On practical terms, it all depends on the risks associated with the use of the security key and the possibility that someone will borrow your security key for at least 10 hours without anybody noticing it.  If this constitutes a real risk, then check if your security key is impacted by this vulnerability and in case it is, change it. Otherwise if this attack scenario is not a major threat, it should be reasonably safe to continue to use even vulnerable security keys for a little while, while keeping up to date with possible new developments or information from the security keys manufacturers. Even in this case, vulnerable security keys should anyway be changed as soon as convenient.

 

News on Fully Homomorphic Encryption

Fully homomorphic encryption (FHE) would drastically improve the security of sensitive computations and in general of using Cloud and third party resources, by allowing to perform computations directly on encrypted data without the need to know the decryption key. 

But as of today, fully homomorphic encryption is extremely inefficient making it impractical for general use. Still development is continuing and new results are achieved. For example recently IBM announced an Homomorphic Encryption Service, which is probably more like an online demo but the purpose seems to be to simplify the path for an early adoption by specially interested parties. But IBM is not alone and, among others, Google and Microsoft are developing Open Source libraries which can be used by a developer expert in cryptography to build for example end-to-end encrypted computation services where the users never need to share their keys with the service.

ATP Attacks and Single Point of Failure

We are all following the development of the “SolarWinds incident” but one comment comes to my mind (see also this Advisory from NSA).

There is a very difficult trade-off between management of IT in general but also of IT security, and security itself.

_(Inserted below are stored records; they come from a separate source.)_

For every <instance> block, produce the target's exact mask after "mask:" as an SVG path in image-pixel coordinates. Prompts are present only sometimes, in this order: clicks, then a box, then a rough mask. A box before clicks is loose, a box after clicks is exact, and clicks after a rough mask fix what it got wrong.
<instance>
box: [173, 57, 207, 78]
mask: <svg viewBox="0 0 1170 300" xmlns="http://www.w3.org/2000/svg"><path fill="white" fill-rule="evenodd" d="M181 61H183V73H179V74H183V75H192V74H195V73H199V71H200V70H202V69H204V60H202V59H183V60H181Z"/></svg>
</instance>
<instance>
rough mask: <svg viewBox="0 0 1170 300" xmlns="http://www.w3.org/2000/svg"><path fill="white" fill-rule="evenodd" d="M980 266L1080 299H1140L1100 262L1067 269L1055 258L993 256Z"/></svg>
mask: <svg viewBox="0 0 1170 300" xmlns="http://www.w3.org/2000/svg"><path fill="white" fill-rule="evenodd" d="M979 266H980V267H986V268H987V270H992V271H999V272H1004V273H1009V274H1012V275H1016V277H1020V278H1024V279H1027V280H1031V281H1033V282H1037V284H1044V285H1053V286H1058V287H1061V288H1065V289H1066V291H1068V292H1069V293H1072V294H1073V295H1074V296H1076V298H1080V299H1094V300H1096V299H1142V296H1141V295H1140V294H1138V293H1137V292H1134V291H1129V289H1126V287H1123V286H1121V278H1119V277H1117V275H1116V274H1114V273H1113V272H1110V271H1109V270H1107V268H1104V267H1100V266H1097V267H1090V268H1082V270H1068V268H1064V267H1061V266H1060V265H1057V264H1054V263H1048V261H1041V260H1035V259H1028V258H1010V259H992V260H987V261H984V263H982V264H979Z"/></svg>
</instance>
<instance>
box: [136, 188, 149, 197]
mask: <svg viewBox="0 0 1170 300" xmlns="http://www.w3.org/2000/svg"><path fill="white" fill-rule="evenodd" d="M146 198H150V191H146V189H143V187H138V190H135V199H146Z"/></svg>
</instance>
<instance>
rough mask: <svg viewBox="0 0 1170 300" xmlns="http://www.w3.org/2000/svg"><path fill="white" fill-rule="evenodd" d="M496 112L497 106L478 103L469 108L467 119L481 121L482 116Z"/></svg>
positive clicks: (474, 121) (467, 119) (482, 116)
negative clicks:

To manage IT, from network to servers to services, and IT security it is definitively more effective to be able to do it from a central point, adopting a single strategy to manage and control everything in the same way and at the same time (the “holistic” approach). This means to have a single/central console/point to manage and control all of our IT systems and services, a single point in which to authenticate all users (eg. Federated Single Sign-On) etc. This approach is becoming more and more a requirement as we are moving  towards a service-based IT where services can be anywhere in Internet, access requires a Zero Trust approach, and security is applied at a very granular level to all systems and services.

Doing this we can vastly improve the security of each single system or service, and gives the possibility to monitor each single access or transaction. But in doing so we concentrate in single points activities crucial in particular for security: What can happen to systems and services if the central management console is taken over? What can happen to systems and services if the central authentication service is infiltrated?